As of today, 365 days of age 65 lie ahead of me, ready to become relevant. I have the power to make them so.
60 Days of 60
Five years ago as I anticipated my 60th birthday, I dreaded that someone would take charge and arrange a surprise party. I wanted to control my own transition to 60, so I declared a 60-day-long celebration, 30 days leading up to my birthday, and 30 days following.
My inspiration came from television. During the 30 days leading up to the Academy Awards the Turner Classic Movie Network aired Oscar-winning movies. During that February TCM advertised 30 days of Oscar. Similarly, I pronounced my extended celebration to be 60 Days of 60.
Some of those 60 days featured insignificant things, like indulging in a hazelnut coffee at Sheetz on my way to work. Or I ate lunch out rather than at my desk. I viewed splurging on M&Ms from the vending machine as a festive act. The most elaborate event included my sister and sisters-in-law in a day-trip to see the musical Sister Act. My husband, Paul, arranged a birthday party after all, but informed me in advance. When the 60 days expired in early April I had worn out my celebratory attitude. Yet, I felt satisfied that I had effectively honored the milestone.
Choose to Celebrate
Ironically, by the end of that year my mom had died and my son faced a crisis. I grieved over losses. Fleeting thoughts that I had tempted fate haunted me. Did these sorrows balance the extravagance of a two-month birthday celebration? Or had providence encouraged my commemoration knowing how sadly the year would end? My guilt was recently assuaged by a quote from “A Gentleman in Moscow,” an Amor Towles novel: “Let us simply agree that a wise man celebrates what he can.”
Five years later I pondered how to mark the 65th milestone. I considered a revised version of the 60-day commemoration. I boldly considered using the entire year, 365 days of 65. I did a trial run of that idea January 1. After a few days of small celebratory moments, I back-pedaled into identifying a daily highlight. After a series of busy days the effort to identify a celebration each day felt ludicrous and artificial.
Now is the Time
All the while, signs pointed to using my 65th birthday to embark on a project I have considered for three years, but feared: a blog. My 2018 pocket calendar chided me with the caption: Now is the Time. Since 2014 I’ve carried in my purse an article by Dr. Phil who advises one get the most value out of the time left. My chalk board door espouses a five-point parameter for my retirement: be practical, be useful, be creative, be generous, and finish big. All these visual messages urge me to take the risk. During the past few months I have twice encountered the SMART acronym for goal-setting: Specific, Measurable, Attainable, Relevant, and Time bound. A weekly blog could perfectly meet those guidelines.
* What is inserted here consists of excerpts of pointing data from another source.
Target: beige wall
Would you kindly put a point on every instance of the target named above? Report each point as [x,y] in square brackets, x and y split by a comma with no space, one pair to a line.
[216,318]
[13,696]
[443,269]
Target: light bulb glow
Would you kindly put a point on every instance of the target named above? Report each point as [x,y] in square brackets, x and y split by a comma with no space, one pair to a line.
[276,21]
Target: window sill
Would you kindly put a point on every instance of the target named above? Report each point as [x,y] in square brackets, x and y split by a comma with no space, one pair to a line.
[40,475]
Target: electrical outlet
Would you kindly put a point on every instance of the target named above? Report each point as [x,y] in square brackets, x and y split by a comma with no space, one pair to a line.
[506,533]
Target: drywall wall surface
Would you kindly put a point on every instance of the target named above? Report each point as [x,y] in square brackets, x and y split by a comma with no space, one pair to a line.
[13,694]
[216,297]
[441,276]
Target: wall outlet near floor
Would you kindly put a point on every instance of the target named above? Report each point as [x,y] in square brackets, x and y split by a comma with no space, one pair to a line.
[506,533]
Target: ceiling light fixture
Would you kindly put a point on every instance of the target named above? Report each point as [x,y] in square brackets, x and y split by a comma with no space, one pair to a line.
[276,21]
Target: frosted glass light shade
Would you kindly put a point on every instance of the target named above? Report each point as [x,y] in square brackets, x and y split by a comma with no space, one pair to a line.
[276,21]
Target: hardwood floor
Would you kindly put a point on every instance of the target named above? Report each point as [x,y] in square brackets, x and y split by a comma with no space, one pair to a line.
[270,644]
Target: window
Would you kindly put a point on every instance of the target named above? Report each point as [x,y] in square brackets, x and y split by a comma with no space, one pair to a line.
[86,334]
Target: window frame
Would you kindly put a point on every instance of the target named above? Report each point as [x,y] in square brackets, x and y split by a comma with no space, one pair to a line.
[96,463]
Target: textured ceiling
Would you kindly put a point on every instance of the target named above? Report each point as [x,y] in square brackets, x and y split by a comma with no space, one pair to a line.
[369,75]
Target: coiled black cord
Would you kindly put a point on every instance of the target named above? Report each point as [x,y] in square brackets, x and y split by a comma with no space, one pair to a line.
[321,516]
I will turn 65 today, no matter what. Why not make it remarkable in a more significant way? Whether the blog succeeds or not will cost me very little. Most importantly, I will routinely examine the events in my life to find meaning or humor. I have no advice to offer, that is what AARP is for. But I have a network of supportive friends, whom I may call upon for their own senior perspectives. If readers find connections or similarities with the senior moments of my life, perhaps we will all be reassured and empowered.